Wednesday, February 1, 2012

Reflection: "The Cathedral and the Bazaar"

Our assignment for the first of February was the read The Cathedral and the Bazaar by Eric Steven Raymond.  For those of you who have never heard of this essay, it's about closed versus open-source software and Raymond's journey through the creation of an open-source project called Fetchmail.


First off, I would like to say that I really enjoyed reading this essay.  The way it was written seems quite similar to what Dr. Bowring is asking us to do for this class, which is to write this blog and use it to publish our experiences during the semester.  If you read it online as I did, you can see a revision history for the essay (the last revision was done 11 years ago).  I liked being able to see that because it shows that Raymond really did go through the development process.  He didn't simply publish an essay and leave it alone.  He went back, maybe cleaned it up a bit, added to it--not unlike what programmers do with coding in open-source projects.


In the essay, Raymond gives 19 rules or lessons that he learned along the way about developing open-source projects.  Since there are so many, I'm only going to share the ones that struck me the most (although you should go read the essay to find out about the rest).


1.  "Every good work of software starts by scratching a developer's personal itch."
Think about it.  Every little program, piece of software, application--all the popular ones anyway--are the result of a developer's personal itch.  Why are they so popular?  It's simple: the good works of software shows in the effort put into the coding.  When the program is something that you know will be beneficial to your needs (and then possibly the needs of others) you put more time and effort into what you're doing, and it shows.

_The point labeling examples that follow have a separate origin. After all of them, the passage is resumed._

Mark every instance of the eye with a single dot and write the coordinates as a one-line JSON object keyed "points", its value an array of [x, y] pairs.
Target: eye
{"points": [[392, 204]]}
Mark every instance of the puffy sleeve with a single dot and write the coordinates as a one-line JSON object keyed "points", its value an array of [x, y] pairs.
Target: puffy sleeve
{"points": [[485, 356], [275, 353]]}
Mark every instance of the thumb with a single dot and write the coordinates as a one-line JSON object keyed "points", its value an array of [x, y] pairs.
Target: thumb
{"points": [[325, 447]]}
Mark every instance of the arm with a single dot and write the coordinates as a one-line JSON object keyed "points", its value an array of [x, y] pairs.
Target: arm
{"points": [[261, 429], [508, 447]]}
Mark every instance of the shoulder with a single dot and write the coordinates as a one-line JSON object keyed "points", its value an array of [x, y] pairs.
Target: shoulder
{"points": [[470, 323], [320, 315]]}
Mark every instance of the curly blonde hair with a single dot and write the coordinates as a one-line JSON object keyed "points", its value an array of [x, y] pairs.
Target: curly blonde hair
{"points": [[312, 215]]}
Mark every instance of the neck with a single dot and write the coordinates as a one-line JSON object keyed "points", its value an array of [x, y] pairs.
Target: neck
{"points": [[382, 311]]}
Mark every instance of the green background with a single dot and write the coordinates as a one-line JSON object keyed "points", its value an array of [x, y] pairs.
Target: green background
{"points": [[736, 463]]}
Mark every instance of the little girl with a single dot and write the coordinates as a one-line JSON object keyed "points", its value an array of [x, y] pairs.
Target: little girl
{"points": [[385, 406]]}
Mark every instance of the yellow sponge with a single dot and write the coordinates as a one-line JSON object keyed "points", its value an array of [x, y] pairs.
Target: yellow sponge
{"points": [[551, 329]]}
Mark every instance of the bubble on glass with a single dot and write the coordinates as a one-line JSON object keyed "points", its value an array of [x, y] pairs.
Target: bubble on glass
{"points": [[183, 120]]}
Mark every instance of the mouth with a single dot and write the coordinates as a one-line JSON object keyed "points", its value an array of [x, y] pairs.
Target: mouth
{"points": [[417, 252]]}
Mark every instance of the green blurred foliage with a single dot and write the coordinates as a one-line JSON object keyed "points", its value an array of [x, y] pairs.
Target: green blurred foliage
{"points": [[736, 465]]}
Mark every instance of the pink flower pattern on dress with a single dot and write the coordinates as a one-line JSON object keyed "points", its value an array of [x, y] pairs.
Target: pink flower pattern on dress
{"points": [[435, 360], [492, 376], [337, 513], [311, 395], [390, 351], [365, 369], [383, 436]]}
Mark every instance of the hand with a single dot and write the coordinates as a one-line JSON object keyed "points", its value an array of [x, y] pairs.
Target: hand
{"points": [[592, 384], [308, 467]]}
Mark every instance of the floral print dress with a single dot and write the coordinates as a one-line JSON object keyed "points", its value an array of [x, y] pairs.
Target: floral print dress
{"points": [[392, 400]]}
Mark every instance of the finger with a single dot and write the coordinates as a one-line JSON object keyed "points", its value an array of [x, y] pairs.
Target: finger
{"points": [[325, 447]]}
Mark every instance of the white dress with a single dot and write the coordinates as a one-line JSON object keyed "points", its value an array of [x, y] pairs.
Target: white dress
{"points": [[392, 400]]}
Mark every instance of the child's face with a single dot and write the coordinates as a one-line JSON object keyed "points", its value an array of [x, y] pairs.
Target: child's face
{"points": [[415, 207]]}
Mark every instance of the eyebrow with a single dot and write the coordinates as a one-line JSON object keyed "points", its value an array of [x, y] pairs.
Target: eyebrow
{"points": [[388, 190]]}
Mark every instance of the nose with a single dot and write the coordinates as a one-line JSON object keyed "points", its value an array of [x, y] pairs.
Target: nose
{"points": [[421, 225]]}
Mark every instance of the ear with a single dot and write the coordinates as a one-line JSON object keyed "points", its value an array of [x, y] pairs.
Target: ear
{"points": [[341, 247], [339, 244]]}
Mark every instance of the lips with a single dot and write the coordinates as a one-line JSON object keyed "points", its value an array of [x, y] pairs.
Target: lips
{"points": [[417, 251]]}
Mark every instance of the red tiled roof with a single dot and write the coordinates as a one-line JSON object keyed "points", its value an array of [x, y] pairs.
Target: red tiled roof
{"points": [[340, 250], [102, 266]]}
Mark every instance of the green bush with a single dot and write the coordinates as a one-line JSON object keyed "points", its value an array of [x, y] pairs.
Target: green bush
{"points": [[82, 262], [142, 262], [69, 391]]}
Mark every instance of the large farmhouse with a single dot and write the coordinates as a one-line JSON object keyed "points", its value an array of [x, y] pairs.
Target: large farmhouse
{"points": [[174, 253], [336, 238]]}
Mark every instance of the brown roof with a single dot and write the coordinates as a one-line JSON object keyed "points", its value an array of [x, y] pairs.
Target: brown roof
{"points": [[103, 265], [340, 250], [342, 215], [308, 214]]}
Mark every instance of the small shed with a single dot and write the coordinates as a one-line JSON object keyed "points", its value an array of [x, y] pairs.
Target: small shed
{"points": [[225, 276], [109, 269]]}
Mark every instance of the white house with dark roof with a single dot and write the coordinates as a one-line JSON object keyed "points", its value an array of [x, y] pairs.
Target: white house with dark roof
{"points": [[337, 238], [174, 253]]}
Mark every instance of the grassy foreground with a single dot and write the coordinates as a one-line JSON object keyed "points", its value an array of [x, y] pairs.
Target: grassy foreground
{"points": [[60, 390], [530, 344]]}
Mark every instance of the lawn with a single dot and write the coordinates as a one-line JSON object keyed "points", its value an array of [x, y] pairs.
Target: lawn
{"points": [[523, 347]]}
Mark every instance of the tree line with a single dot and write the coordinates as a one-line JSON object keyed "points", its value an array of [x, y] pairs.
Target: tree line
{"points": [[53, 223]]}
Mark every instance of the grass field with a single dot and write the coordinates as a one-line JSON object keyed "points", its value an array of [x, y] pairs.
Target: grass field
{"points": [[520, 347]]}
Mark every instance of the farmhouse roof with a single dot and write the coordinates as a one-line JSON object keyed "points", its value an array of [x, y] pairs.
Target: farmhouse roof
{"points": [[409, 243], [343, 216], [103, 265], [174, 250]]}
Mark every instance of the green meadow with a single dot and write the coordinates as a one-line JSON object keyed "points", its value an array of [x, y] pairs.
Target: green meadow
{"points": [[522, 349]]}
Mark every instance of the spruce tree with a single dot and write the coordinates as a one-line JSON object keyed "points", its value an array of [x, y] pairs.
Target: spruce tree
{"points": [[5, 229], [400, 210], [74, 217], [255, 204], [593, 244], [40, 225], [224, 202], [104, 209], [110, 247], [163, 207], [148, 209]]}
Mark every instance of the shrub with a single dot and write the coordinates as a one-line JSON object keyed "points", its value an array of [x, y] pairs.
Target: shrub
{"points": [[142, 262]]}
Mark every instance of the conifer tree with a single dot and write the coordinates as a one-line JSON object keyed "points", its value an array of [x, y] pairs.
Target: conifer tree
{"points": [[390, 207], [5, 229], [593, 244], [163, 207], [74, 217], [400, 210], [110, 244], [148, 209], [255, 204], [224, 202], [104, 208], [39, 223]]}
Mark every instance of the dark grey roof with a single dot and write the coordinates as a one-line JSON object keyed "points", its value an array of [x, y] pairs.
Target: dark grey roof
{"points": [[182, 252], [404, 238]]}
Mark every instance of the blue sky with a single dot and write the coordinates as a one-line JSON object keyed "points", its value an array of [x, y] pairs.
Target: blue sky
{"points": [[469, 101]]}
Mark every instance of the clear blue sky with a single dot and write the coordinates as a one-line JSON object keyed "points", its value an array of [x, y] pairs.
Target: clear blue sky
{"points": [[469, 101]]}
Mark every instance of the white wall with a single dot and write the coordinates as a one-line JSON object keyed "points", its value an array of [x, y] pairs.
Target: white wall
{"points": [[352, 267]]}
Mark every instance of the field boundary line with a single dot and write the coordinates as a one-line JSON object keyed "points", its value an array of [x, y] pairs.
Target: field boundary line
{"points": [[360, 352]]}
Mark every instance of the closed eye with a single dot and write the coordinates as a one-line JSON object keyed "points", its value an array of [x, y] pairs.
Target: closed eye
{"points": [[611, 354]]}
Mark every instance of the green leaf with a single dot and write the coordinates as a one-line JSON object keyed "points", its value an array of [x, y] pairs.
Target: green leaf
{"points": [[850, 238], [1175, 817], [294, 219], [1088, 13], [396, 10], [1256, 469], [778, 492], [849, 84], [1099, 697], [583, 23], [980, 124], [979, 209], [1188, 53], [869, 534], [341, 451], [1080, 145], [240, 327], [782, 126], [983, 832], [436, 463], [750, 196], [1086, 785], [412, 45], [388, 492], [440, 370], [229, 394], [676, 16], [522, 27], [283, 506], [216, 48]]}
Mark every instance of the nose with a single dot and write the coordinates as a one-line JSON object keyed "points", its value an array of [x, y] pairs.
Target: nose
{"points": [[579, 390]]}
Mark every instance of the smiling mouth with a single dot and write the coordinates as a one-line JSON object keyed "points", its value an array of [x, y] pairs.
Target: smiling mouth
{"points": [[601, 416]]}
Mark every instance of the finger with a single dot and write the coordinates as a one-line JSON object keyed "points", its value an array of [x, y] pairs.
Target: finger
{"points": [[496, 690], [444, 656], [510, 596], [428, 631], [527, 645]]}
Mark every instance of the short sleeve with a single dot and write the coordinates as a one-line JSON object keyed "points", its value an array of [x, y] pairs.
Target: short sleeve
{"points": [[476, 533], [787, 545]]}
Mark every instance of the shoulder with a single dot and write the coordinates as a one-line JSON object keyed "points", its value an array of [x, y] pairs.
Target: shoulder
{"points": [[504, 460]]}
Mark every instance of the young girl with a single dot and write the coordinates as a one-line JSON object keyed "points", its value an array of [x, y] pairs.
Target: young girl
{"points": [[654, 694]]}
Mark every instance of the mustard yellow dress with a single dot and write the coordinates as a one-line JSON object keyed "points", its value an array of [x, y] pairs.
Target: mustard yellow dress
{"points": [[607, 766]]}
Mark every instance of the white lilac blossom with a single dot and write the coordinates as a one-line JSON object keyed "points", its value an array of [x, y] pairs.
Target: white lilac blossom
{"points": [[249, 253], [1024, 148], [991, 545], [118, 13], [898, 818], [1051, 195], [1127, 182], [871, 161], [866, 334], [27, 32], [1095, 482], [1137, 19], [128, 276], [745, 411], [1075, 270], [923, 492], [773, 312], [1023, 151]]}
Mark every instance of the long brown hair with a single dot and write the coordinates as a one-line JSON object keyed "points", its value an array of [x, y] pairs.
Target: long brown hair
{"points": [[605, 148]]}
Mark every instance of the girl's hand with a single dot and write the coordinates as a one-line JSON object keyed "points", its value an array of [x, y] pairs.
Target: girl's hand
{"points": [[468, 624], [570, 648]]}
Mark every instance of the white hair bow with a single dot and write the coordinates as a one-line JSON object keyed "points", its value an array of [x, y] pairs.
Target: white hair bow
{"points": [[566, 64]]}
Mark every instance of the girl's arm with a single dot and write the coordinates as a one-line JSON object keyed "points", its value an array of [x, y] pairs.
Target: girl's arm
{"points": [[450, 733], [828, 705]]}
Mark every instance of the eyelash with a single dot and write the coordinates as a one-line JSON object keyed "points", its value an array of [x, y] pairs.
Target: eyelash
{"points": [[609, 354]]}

5.  "When you lose interest in a program, your last duty is to hand it off to a competent successor."
This one seems like a no-brainer to me.  As a developer, even if you lose interest in a program you will still want to see it succeed.  After all, you helped bring it to life.  It's only natural to want to find someone capable of carrying on in your place.  If the next developer isn't competent the program dies.  Simple as that.


8.  "Given a large enough beta-tester and co-developer base, almost every problem will be characterized quickly and the fix obvious to someone."
This rule was one Raymond dubbed "Linus's Law" after Linus Torvald, the software engineer who initiated the development of the open-source Linux kernel.  The author described it as follows:
"In the cathedral-builder view of programming, bugs and development problems are tricky, insidious, deep phenomena. It takes months of scrutiny by a dedicated few to develop confidence that you've winkled them all out. Thus the long release intervals, and the inevitable disappointment when long-awaited releases are not perfect. In the bazaar view, on the other hand, you assume that bugs are generally shallow phenomena—or, at least, that they turn shallow pretty quickly when exposed to a thousand eager co-developers pounding on every single new release. Accordingly you release often in order to get more corrections, and as a beneficial side effect you have less to lose if an occasional botch gets out the door."
Basically, Raymond says it has the Delphi Effect--"the averaged opinion of a mass of equally expert (or equally ignorant) observers is quite a bit more reliable a predictor than the opinion of a single randomly-chosen one of the observers". This is also the principle behind Wikipedia and why it has thrived and grown in popularity.